The caller was quite particular on that point, and David Suzuki had to beat a hasty retreat from the points he’d been making, conceding that yes, there were many more buffalo back then than there are cattle today, and that yes, there would have been a lot more methane produced by those much larger herds.
In one sense, I do agree with Roland about methane production — it is a stronger contributor to global warming than CO2 is. At the same time, it’s still not a strong contributor — the major culprit is water vapour. And there is very little that humanity can do to limit or control vapour levels in the atmosphere, anymore than we could do anything to stop the rain when it comes. I also do agree with Roland that there, but for the grace of God, humanity goes. I even agree that, for reasons of stewardship, humanity should be careful in its use of resources for any number of reasons; we ought not to be wasteful, we ought not to be gluttonous, and we ought to care for the world that God has given to us. We ought to care for each other, furthermore, by limiting to all reasonable extents the quantity of truly harmful pollutants that we put into the atmosphere; sulfur dioxide, for example.

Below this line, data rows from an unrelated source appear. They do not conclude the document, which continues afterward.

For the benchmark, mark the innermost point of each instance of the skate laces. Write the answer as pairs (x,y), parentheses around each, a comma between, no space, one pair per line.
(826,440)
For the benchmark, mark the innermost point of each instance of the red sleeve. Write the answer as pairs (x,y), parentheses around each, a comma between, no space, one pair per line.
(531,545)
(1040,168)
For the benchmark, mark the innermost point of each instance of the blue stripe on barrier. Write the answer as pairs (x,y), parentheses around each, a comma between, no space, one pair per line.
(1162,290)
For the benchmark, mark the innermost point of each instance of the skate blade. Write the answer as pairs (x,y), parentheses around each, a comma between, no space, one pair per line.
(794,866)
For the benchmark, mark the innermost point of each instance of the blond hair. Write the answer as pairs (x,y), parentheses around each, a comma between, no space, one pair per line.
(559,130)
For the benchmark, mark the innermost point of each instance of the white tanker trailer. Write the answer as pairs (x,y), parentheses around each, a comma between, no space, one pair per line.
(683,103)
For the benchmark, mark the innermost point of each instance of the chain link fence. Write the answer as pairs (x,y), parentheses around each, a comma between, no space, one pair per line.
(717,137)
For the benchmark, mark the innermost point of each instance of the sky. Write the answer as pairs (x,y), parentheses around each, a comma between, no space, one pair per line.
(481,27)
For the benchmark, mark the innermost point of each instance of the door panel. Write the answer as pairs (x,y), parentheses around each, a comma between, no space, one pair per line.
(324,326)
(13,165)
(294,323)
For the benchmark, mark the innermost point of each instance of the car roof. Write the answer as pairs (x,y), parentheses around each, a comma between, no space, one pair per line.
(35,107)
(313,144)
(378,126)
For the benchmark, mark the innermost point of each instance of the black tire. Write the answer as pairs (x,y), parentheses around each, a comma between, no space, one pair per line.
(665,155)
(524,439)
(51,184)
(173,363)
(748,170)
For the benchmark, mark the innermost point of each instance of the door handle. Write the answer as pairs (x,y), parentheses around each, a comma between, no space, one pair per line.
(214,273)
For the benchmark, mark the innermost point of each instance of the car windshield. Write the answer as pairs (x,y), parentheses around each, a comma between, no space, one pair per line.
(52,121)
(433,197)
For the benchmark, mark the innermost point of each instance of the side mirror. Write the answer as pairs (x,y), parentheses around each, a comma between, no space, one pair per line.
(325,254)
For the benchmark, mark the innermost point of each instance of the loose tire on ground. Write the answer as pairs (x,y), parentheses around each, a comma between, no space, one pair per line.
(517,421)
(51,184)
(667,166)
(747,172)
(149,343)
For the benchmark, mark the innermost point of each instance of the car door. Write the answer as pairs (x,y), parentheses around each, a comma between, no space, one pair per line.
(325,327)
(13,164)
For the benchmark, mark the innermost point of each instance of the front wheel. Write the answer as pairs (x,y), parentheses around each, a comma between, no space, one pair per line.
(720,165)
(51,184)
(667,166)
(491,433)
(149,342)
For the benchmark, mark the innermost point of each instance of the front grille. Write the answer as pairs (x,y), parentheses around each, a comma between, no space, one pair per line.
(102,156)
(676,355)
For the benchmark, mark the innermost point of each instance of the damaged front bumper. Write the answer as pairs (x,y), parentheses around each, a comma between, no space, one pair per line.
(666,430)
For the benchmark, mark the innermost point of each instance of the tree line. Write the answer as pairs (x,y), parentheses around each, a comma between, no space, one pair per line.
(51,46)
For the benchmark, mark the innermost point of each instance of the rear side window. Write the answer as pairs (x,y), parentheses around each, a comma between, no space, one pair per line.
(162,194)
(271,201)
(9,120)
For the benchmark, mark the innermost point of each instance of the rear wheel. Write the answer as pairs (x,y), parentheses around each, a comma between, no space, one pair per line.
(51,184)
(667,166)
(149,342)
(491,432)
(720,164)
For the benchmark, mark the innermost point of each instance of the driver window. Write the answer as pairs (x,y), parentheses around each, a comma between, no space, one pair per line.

At the same time, I continue to doubt that humanity makes a meaningful contribution to global warming; we’re fairly insignificant as regards biomass to begin with, and most of the emissions from our industrial processes, even the ones that are harmful to us to breathe, are not major contributors to the atmosphere’s ability to retain heat. Even our production of water vapour is, as I understand it, rather insignificant next to the naturally occurring vapour from the planet’s water cycle. This is equally true as regards methane; there was a time in history where the animals of the Earth, roaming freely, produced vastly increased amounts of methane as compared to what we see produced by livestock today — during those centuries, the Earth’s temperature fluctuated quite a lot, at times rising well above the point at which the global average temperature is at today, and at times dipping well below same.
For an explanation of those cycles, I still look to the Sun.